Analitycy francuskiego banku oceniają, że wzrost cen ropy, a także niskie wyceny zwiększą popyt na aktywa z rynków Europy wschodniej. Societe Generale nie zachęca natomiast do inwestowania w Azji, głównie z powodu ostatnich problemów gospodarki Chin i na rynkach finansowych tego kraju.

- Czas rozważyć jakąś ekspozycję na rynki wschodzące po znaczącym spadku cen aktywów od 2010 roku i napływie mocno negatywnych informacji – głosi raport francuskiego banku. - Azja jest wciąż ryzykowna biorąc pod uwagę spowolnienie w Chinach, potencjalną deprecjację waluty i obawy dotyczące niewypłacalności spółek – dodał.
W 2015 roku z funduszy akcji rynków wschodzących odpłynęło ok. 74 mld USD. Rok wcześniej 25 mld USD. Tylko z funduszy akcji rynków azjatyckich, z wyłączeniem Japonii, odpłynęło w ubiegłym roku 39 mld USD.
Indeks MSCI Emerging Europe ma wskaźnik cena/zysk na 2016 rok wynoszący 3,2. W 2015 roku wartość indeksu spadła o 17,6 proc.

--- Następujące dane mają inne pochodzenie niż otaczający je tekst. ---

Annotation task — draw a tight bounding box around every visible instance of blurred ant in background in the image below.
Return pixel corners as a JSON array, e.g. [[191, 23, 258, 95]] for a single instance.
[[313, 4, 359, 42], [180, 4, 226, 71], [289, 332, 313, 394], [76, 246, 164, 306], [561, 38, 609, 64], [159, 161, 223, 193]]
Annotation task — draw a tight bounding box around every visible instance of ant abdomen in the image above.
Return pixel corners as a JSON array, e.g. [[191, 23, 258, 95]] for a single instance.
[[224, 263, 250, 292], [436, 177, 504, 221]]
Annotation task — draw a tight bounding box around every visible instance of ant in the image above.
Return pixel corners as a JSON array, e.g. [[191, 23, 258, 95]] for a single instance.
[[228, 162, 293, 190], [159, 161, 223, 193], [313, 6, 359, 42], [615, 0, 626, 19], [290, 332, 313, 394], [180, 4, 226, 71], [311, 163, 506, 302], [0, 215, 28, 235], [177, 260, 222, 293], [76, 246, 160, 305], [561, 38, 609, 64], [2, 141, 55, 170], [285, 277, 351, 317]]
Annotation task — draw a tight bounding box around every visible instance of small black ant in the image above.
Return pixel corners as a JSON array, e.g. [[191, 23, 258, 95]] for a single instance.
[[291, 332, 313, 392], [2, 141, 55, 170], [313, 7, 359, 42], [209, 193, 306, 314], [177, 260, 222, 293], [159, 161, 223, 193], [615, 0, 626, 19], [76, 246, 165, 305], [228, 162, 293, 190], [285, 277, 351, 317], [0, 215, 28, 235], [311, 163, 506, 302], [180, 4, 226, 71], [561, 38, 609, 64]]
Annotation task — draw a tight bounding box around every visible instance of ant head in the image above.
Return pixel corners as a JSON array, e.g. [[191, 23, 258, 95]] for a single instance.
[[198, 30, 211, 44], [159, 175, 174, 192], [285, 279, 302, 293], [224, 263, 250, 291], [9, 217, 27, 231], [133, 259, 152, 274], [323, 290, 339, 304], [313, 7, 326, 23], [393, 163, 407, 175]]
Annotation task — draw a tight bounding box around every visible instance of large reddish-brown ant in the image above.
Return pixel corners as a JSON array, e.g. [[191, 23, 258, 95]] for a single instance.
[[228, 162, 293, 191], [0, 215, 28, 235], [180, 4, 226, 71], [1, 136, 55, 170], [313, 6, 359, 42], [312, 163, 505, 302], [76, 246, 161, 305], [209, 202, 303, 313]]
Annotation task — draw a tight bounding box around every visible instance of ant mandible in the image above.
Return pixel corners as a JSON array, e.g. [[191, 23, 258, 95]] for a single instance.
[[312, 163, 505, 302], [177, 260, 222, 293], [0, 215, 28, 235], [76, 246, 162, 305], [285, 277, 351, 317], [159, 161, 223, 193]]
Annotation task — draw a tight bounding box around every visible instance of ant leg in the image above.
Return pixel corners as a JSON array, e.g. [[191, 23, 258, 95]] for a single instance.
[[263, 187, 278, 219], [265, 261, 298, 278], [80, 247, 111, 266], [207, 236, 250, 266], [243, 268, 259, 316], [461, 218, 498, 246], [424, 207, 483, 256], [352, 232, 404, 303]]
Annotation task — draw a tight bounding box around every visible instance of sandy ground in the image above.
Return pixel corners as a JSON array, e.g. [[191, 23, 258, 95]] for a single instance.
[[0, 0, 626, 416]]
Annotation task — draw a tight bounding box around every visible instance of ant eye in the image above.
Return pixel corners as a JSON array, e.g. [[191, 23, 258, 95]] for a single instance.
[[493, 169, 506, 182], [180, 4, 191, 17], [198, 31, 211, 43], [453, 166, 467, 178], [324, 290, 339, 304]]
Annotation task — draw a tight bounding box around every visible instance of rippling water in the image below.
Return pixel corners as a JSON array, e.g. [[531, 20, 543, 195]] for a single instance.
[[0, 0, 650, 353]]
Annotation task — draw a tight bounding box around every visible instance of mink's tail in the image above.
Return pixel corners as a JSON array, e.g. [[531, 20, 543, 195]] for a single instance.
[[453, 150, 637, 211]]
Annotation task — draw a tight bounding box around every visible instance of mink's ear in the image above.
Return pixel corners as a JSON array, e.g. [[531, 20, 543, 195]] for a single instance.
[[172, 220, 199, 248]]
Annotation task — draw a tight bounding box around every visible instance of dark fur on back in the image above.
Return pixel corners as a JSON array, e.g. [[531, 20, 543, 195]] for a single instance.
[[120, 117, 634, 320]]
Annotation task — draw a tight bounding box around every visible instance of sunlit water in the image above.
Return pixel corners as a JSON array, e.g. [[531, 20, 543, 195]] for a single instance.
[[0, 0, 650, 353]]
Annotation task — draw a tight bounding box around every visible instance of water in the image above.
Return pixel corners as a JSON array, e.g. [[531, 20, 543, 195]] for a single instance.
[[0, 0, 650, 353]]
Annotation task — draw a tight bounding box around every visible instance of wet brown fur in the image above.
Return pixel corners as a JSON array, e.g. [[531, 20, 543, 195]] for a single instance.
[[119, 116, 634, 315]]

- Europa wschodnia jest naszym faworytem, wszystkie klasy aktywów - ogłosił Societe Generale. - Powinna skorzystać z poprawy perspektyw eurolandu, ilościowego luzowania Europejskiego Banku Centralnego i akomodatywnej krajowej polityki monetarnej i fiskalnej – dodał.
Wśród europejskich gospodarek wschodzących bank najbardziej stawia na Rosję. Zachęca do kupna jej obligacji, rubla i akcji europejskich spółek zaangażowanych na rosyjskim rynku. Societe Generale opiera swój optymizm na prognozie wzrostu ceny ropy w tym roku. Oczekuje, że na koniec 2016 roku za baryłkę ropy Brent trzeba będzie zapłacić 60 USD, a kurs ropy WTI wyniesie wówczas 56 USD. Obecnie oba rodzaje ropy notowane są po ok. 33 USD.